Im Laufe des ersten Monats wurde vom Fachschaftsrat der Chemie außerdem eine Ausfahrt übers Wochenende organisiert. In dieser Zeit habe ich viele Menschen kennengelernt, die mich nicht nur während des Studiums begleitet und mir geholfen haben, sondern die auch heute – nach 12 Jahren – noch zu meinen besten Freunden zählen. Das Studium an der Fakultät für Chemie ist nur mit viel Fleiß und guten Freunden schaffbar.

2. Wenn Sie zurückblicken, wie würden Sie Ihr Studium kurz beschreiben?

In drei Worten: zeitaufwendig, lernintensiv und herausfordernd …

Der Studiengang Chemie ist aber auch sehr abwechslungsreich. Es finden nicht nur Vorlesungen statt, sondern auch jede Menge praktische Übungen im Labor. Dieser Teil des Studiums lag mir immer besonders gut und machte das Studieren spannend.

3. Haben Sie jemals an Ihrer Studienwahl gezweifelt? Wenn ja, wie sind Sie damit umgegangen?

Wenn man das erste Mal eine Klausur nicht besteht, lässt einen das schon an sich zweifeln. Solche Niederlagen kennt man aus der vorherigen Schulzeit nur selten. Aber Aufgeben war für mich keine Option. Ich wollte einfach immer mein Bestes geben und es wenigstens probieren. Heute weiß ich: Solche Niederlagen gehören dazu und kommen im Leben immer wieder vor. Man muss aufstehen und weitermachen, sich durchboxen.

4. Welche Motivationen haben Ihre Studien- bzw. Berufswahl bestimmt?

Vor allem meine persönliche und familiäre Prägung. Meine Mutter war alleinerziehend und für zwei Kinder verantwortlich. Sie arbeitete hart, um uns viele Möglichkeiten zu eröffnen. Das hat mir imponiert. Ich wollte, dass es mir mindestens genauso gut oder aber noch besser geht. Ich habe sehr früh begriffen, dass dazu eine gute Ausbildung und stetig gute Leistungen gehören. Ich möchte niemals in meinem Leben stillstehen, sondern mich stetig weiterentwickeln.
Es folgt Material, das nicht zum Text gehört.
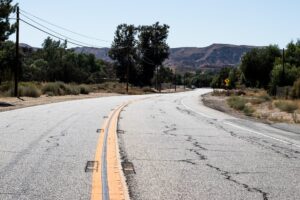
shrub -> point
(237, 103)
(260, 99)
(71, 89)
(84, 89)
(148, 90)
(54, 89)
(296, 89)
(26, 91)
(248, 110)
(286, 106)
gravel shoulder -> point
(12, 103)
(219, 103)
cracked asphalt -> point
(181, 149)
(44, 149)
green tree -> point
(218, 80)
(257, 65)
(7, 59)
(291, 74)
(6, 29)
(153, 50)
(123, 52)
(292, 53)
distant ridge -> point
(214, 56)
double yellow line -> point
(108, 181)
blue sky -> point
(193, 23)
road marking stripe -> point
(108, 182)
(240, 127)
(262, 134)
(199, 113)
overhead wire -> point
(55, 36)
(62, 28)
(57, 33)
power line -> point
(64, 36)
(60, 27)
(57, 37)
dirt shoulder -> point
(264, 113)
(12, 103)
(220, 103)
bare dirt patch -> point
(265, 112)
(12, 103)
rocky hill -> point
(189, 58)
(213, 56)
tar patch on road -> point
(128, 168)
(91, 166)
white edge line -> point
(240, 127)
(258, 133)
(202, 114)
5. Was waren wichtige Stationen auf Ihrem beruflichen Weg?

Irgendwann kam ich zu dem Schluss: „Du musst wissen, was du nach dem Studium willst. Willst du in die Forschung oder willst du in die Industrie? Wenn du die Forschung willst, bleib an der Universität, knüpfe viele Kontakte und mach deinen Doktor. Willst du aber in die Industrie, dann suche Firmen, in denen du Praktika machen kannst. Sammle jede Menge Berufserfahrung und finde etwas, was dich von allen Studierenden deines Studiengangs unterscheidet. Werde beruflich gesehen etwas Besonderes.“

Ich habe mich für die Industrie entschieden, in regionalen Unternehmen Praktika gemacht, meine Masterarbeit in der Industrie geschrieben und nicht promoviert. Meinen ersten Job nach dem Studium habe ich immer noch und bin mit der Zeit im Unternehmen aufgestiegen.

6. Wie sehr hat Ihr Studium Ihre jetzige berufliche Tätigkeit geprägt? Gibt es einen Zusammenhang zwischen Ihrem Studium und Ihrer Tätigkeit? Können Sie noch Dinge aus Ihrem Studium nutzen?

Vor allem das selbstständige Arbeiten und Erledigen von Aufgaben, welches im Studium in jeder Fachrichtung abverlangt worden ist. Heute bekomme ich Aufgaben und Probleme auf den Schreibtisch, für die ich Verantwortung übernehme und mir eine Lösung erarbeiten muss, ohne dass ständig jemand helfen kann. Besondere Anwendung finden die Statistik und deren Gleichungen. Es gibt immer wieder Daten, die bewertet werden müssen, um zu einer Entscheidungsfindung zu gelangen.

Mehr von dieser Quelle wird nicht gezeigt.